MAC Unit (Simplified)

module mac_unit (
    input clk, rst,
    input signed [7:0] input_val,
    input signed [7:0] weight_val,
    input clear,
    output reg signed [31:0] accum
);
    always @(posedge clk) begin
        if (rst || clear)
            accum <= 0;
        else
            accum <= accum + input_val * weight_val;
    end
endmodule

Convolution Engine

module conv_engine #(
    parameter MAX_K = 7,
    parameter NUM_MACS = 49  // MAX_K * MAX_K
) (
    input clk, rst,

    // Configuration
    input [2:0] kernel_h, kernel_w,
    input start,
    output done,

    // Window input (from line buffer)
    input [8*MAX_K*MAX_K-1:0] window,
    input window_valid,

    // Weights (pre-loaded)
    input [8*NUM_MACS-1:0] weights,

    // Output
    output signed [31:0] result,
    output result_valid
);
    // Instantiate NUM_MACS mac_units
    // Parallel multiply-add tree
    // Single-cycle dot product (combinational reduction tree)
endmodule

Top Controller (Simple FSM)

module conv_ctrl (
    input clk, rst,

    // AXI-Lite config (simplified)
    input [31:0] cfg_input_addr,
    input [31:0] cfg_output_addr,
    input [15:0] cfg_input_h, cfg_input_w,
    input [3:0] cfg_kernel_h, cfg_kernel_w,
    input start,
    output reg done, busy,

    // DMA interface
    output reg dma_rd_start,
    output reg [31:0] dma_rd_addr,
    input [63:0] dma_rd_data,
    input dma_rd_valid,

    output reg dma_wr_start,
    output reg [31:0] dma_wr_addr,
    output reg [63:0] dma_wr_data,
    input dma_wr_ready
);
    localparam IDLE = 0, LOAD_WEIGHTS = 1, PROCESS = 2, DONE = 3;
    reg [1:0] state;

    always @(posedge clk) begin
        case (state)
            IDLE: if (start) state <= LOAD_WEIGHTS;
            LOAD_WEIGHTS: if (weights_loaded) state <= PROCESS;
            PROCESS: if (output_complete) state <= DONE;
            DONE: state <= IDLE;
        endcase
    end
endmodule

This is MUCH simpler than the current 700-line top_controller.v with scoreboarding and multiple FSMs.

Summary

The current design is impressive from an academic standpoint but over-engineered for the requirements.
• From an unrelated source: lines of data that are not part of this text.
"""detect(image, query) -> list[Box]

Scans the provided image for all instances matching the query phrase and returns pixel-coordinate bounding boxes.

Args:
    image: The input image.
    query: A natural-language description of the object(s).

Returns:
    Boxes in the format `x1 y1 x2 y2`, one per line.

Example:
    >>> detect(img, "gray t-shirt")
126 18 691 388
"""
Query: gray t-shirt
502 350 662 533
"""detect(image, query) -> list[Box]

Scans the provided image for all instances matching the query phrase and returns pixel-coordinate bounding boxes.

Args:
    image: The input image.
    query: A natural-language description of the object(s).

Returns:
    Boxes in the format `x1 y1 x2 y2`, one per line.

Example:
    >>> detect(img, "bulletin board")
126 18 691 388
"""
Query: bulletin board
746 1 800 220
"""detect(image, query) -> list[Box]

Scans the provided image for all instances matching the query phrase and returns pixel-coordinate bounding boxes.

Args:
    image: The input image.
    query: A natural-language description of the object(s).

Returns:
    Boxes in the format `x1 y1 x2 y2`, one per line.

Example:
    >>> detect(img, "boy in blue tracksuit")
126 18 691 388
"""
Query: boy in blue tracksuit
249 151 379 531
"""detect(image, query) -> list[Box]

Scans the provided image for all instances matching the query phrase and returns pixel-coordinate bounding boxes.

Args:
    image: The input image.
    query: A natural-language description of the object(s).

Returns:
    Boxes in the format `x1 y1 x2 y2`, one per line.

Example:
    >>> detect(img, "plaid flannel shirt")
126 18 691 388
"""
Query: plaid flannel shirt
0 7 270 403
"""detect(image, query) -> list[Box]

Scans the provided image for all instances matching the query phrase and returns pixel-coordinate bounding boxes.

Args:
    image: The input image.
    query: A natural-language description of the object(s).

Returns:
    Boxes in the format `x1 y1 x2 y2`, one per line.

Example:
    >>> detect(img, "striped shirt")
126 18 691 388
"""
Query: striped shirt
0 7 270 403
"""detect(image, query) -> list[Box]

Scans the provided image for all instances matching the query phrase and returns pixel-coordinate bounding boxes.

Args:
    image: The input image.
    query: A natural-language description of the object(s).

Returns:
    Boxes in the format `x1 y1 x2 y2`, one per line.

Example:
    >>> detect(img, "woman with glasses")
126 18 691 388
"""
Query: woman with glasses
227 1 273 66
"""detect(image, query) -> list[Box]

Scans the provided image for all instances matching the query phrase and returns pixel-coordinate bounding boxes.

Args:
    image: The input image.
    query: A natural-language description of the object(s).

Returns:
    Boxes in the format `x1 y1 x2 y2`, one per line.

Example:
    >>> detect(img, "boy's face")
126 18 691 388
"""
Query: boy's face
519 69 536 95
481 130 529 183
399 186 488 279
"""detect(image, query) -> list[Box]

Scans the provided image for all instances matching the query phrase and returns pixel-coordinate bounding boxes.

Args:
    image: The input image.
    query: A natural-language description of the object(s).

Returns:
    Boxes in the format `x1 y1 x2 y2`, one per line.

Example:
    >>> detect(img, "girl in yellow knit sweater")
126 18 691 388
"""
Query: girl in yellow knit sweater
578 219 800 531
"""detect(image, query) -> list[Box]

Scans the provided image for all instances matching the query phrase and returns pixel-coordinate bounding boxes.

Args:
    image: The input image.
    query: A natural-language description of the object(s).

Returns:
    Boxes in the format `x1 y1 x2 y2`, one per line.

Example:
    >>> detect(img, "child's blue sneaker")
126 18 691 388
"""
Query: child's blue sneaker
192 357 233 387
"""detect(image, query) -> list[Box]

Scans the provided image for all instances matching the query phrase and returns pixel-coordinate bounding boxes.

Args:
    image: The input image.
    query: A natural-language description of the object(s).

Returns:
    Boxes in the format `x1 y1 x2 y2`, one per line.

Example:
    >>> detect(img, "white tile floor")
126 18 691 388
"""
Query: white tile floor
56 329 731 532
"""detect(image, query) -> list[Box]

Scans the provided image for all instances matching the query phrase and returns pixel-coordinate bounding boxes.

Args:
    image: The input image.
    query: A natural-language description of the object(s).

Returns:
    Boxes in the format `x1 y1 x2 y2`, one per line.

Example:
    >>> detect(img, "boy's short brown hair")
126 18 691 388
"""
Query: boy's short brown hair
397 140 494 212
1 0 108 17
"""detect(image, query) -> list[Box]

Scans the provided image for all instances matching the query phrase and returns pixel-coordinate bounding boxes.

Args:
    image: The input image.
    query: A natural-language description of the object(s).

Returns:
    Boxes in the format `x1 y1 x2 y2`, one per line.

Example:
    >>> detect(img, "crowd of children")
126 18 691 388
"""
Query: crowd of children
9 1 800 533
A simpler design would:

  1. Use 1D systolic array or parallel MAC tree (not 2D PE grid)
  2. Use register-based configuration (not instruction memory)
  3. Use line buffers for sliding window (natural for convolution)
  4. Use single simple FSM (not multiple interacting FSMs)
  5. Focus on demonstrable functionality over peak throughput

This would score well on:

  • Architecture (45%): Still demonstrates parallelism, pipelining, scalability
  • RTL quality (30%): Cleaner, simpler code that's easier to time
  • Verification (10%): Much easier to test
  • Demo (15%): More likely to actually work